Brielle and the Brielle Land Association

Did you ever wonder how Brielle got its name?

Brielle was originally called “Landing” or “Union Landing”.  In July 1881 a group of fourteen businessmen from Jersey City formed the Brielle Land Association and put up $15,000 in capital to purchase 150 acres of land just to the southeast side of Manasquan Village in Union Landing.  They purchased this land with the intention of subdividing it into residential lots and building vacation homes.  They later bought land a bit farther south in the Green Avenue and Crescent Drive areas of Brielle.  The land association was named Brielle because the area reminded one of the developers of another bucolic town on a river that he had visited – Brielle, Holland.  It was a name they thought would sell lots at the shore.

Brielle was to be a new summer resort situated in what was then Wall, Monmouth County.  The town was advertised as being accessible to New York and Philadelphia, having the then unexcelled facilities of the Pennsylvania and New Jersey Central Railroads, both using the same tracks in this area.
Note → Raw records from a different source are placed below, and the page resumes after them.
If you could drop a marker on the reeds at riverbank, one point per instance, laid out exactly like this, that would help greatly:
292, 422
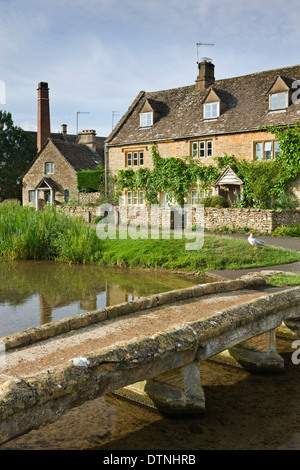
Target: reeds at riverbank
29, 234
52, 235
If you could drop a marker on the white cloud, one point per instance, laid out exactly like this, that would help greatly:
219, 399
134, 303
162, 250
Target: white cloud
98, 55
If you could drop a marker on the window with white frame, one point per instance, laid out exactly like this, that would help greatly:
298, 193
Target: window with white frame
205, 193
278, 100
194, 197
146, 119
202, 149
141, 197
266, 150
135, 197
31, 195
49, 168
211, 110
135, 158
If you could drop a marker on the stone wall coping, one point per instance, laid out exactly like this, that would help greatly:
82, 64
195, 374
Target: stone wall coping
39, 333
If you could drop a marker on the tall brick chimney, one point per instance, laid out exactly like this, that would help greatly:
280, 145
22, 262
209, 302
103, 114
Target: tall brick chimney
43, 125
88, 137
206, 76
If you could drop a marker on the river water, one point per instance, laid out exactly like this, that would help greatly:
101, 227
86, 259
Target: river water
244, 411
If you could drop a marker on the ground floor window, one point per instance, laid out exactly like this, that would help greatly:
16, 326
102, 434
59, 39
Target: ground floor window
202, 149
135, 197
135, 158
266, 150
31, 195
67, 195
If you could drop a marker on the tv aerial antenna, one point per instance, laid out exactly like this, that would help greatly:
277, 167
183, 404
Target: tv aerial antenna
202, 44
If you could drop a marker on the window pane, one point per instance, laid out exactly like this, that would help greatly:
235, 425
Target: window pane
49, 168
194, 197
146, 119
202, 149
258, 151
268, 150
195, 149
279, 100
276, 149
209, 148
207, 111
282, 100
66, 195
215, 110
141, 158
274, 101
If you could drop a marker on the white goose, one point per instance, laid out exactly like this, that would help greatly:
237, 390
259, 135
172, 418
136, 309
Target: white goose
254, 241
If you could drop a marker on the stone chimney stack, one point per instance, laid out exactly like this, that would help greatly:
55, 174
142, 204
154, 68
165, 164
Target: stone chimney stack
64, 129
88, 138
43, 125
206, 76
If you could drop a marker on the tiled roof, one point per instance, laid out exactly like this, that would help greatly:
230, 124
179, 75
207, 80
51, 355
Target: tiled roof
246, 108
71, 138
80, 157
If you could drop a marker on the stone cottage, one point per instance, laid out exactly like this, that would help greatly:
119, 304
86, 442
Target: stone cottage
206, 120
52, 176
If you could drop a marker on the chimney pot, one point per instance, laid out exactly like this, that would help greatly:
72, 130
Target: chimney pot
206, 76
88, 137
43, 124
64, 129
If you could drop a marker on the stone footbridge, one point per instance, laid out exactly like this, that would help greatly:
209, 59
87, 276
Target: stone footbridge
149, 350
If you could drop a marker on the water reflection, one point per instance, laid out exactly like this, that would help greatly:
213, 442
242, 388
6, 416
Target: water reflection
38, 292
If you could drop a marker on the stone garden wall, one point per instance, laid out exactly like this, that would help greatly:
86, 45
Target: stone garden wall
264, 221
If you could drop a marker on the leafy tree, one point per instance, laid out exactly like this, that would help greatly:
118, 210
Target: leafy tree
17, 151
289, 141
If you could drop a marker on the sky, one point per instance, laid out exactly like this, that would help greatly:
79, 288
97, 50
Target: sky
97, 55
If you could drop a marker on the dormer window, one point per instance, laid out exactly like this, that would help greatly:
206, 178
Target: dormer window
211, 110
146, 119
278, 100
279, 94
214, 104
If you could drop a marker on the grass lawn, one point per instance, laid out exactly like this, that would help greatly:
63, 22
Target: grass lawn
216, 253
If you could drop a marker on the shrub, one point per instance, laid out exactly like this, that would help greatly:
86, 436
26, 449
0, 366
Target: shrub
89, 180
51, 234
214, 201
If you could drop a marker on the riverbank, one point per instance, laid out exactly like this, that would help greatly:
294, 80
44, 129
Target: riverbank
52, 235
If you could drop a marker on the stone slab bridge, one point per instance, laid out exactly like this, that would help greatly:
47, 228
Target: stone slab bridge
149, 350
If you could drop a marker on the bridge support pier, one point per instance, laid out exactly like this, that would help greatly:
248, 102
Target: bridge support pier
177, 391
257, 354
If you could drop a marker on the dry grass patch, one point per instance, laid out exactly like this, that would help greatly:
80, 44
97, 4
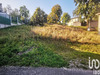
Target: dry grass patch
73, 34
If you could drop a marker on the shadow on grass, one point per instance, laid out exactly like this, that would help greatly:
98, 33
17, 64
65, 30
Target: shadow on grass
64, 48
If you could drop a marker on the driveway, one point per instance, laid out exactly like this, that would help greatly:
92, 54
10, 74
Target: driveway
11, 70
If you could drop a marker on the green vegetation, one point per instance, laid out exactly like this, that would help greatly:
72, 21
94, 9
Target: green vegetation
19, 39
65, 18
87, 9
37, 46
39, 17
55, 14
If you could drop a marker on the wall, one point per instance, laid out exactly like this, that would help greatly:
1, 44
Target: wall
94, 24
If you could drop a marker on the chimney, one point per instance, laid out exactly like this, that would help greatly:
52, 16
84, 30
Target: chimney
0, 7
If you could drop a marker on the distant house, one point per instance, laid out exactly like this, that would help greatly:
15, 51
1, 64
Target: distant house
74, 22
4, 17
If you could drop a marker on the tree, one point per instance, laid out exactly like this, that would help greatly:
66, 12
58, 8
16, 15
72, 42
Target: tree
57, 10
55, 14
86, 9
24, 12
39, 17
7, 9
14, 14
65, 18
52, 18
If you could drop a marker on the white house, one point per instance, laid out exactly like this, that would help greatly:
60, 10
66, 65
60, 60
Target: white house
74, 22
2, 13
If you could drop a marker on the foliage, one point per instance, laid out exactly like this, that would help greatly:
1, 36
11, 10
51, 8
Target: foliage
39, 17
65, 18
55, 14
15, 14
52, 18
24, 12
86, 8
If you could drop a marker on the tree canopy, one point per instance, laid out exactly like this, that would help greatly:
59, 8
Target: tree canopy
65, 18
55, 14
24, 12
86, 8
39, 17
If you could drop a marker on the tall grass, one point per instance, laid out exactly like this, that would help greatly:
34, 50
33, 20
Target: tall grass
73, 34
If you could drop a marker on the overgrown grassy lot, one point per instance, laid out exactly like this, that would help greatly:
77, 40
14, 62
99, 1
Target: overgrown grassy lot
50, 46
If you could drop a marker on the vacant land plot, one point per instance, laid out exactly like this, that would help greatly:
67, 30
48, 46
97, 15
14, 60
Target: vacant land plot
51, 46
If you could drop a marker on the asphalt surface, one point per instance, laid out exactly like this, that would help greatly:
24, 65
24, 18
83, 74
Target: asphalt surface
11, 70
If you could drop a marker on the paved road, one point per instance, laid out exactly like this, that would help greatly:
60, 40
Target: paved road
42, 71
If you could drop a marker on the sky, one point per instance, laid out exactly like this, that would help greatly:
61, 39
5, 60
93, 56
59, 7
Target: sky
46, 5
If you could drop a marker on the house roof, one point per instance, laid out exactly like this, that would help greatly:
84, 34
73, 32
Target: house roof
98, 14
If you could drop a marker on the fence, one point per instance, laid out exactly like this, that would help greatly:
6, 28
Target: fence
5, 21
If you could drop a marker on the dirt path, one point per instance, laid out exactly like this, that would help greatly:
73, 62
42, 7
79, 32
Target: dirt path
11, 70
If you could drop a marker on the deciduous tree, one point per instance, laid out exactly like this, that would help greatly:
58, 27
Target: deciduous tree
65, 18
39, 17
86, 9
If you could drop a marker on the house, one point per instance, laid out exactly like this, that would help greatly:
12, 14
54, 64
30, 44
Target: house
2, 14
5, 19
74, 22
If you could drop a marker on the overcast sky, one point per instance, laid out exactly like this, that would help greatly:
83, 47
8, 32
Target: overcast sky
46, 5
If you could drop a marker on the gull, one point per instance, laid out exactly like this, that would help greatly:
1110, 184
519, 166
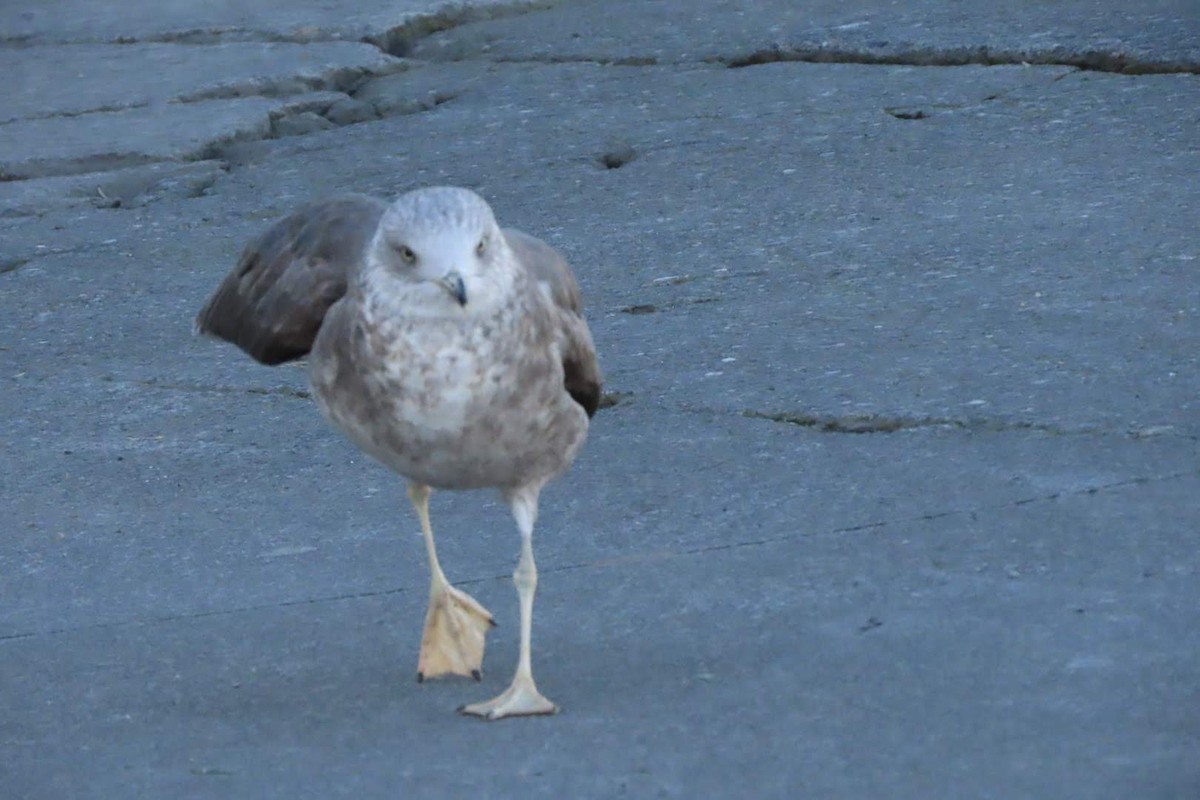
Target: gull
451, 350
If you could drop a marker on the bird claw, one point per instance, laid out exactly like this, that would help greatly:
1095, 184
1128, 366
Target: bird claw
454, 638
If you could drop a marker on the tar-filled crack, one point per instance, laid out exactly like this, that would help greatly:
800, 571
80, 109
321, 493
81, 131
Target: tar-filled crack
864, 423
929, 56
883, 423
214, 389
The Brielle Land Association made sure that the Railroads built a new station with lawn, facilities, and flowers in the heart of their new development.  Bathing, boating, sailing, fishing, and gunning were afforded by the Manasquan River and Inlet to the ocean and were claimed to be unequalled by any resort of the entire New Jersey Coast.

The Brielle Land Association widened and graded roads, and bordered them with shade trees.  The first three streets were Magnolia, Park (later renamed Fisk), and Woodland Avenues.  They sold lots on these streets for $150 to $250, depending on the lot size, with many having “water” frontage on the Glimmer Glass.  Cottages of the Queen Anne style were built on the lots, some of which are still in existence.
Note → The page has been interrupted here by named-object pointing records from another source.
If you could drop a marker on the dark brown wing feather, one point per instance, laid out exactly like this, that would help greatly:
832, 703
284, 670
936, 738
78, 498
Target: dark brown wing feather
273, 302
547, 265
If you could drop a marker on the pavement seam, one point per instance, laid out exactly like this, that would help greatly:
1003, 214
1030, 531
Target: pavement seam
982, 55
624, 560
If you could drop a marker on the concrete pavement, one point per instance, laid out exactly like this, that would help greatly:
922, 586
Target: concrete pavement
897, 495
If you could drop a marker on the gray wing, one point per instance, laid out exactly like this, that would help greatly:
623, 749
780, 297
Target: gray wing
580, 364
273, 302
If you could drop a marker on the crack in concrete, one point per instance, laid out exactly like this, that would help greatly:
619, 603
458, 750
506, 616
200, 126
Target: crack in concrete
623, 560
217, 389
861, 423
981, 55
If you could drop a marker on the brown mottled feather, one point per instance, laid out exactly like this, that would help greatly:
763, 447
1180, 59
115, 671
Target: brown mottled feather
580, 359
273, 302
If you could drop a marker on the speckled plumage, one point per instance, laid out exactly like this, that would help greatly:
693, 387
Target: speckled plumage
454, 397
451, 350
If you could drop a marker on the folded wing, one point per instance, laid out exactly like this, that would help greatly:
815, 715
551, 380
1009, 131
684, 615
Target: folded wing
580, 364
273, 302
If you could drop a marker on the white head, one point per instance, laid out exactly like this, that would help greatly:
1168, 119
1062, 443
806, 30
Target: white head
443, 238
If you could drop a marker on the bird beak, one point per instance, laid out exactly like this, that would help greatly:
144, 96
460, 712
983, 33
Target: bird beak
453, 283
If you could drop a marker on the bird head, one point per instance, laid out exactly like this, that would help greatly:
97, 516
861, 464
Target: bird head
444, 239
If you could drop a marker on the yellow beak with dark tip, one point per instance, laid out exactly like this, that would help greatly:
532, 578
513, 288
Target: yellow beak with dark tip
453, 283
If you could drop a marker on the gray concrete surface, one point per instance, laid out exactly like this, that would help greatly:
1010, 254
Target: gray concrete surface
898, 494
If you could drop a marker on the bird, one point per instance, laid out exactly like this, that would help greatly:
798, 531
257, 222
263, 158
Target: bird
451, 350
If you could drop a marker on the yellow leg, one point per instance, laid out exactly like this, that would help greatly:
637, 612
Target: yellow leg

The Brielle Land Association soon built a spacious family hotel on the corner of Park Avenue and Brielle Avenue.  The hotel was opened in 1883, and was named the “Hotel Carteret”.  Families living in the area could then avail themselves of meals in the new hotel, thereby avoiding the inconveniences of meal preparation during their summer vacation.  Water works were promised but never materialized.

The Brielle Land Association also built Brielle Road and requested that the county build them a bridge to afford residents access to ocean bathing.  The Manasquan Seaside newspaper reported on Friday May 11, 1883 that, “The Board of Freeholders met at Brielle on Wednesday of this week after viewing the route for the proposed new road from that place to the sea and considering the matter fully, decided not only that the county would build the bridge but also granted $1500 for building the abutment.

By July of 1883 the bridge had been completed.  The July 13, 1883 Manasquan Seaside reported, “The committee of the Board of chosen Freeholders having in charge the building of the bridge over the Glimmerglass, met at Brielle on Monday last to inspect the bridge just completed.  The Freeholders, with a number of invited guests from this vicinity, were handsomely entertained at a dinner by the Brielle (Land) Association at the Hotel Carteret, after which the new structure was examined by the committee and a number of other gentlemen present and all expressed themselves highly satisfied with the work done by the contractor, Mr. Nesbit.” In the article it was also reported that, “The Brielle (Land) Association have built a very handsome pavilion and bathing establishment upon the beach, directly opposite their property, for the use of the guests of the Hotel Carteret”.

The Brielle Land Association was dissolved in about 1897, with the stockholders given lots up to the amount of their stock holdings.  More than 20 years later in 1919 the Borough of Brielle was created, consisting of the Brielle Land Association tract, the original Union Landing area, the and all the property up along the river as far as Old Bridge Road.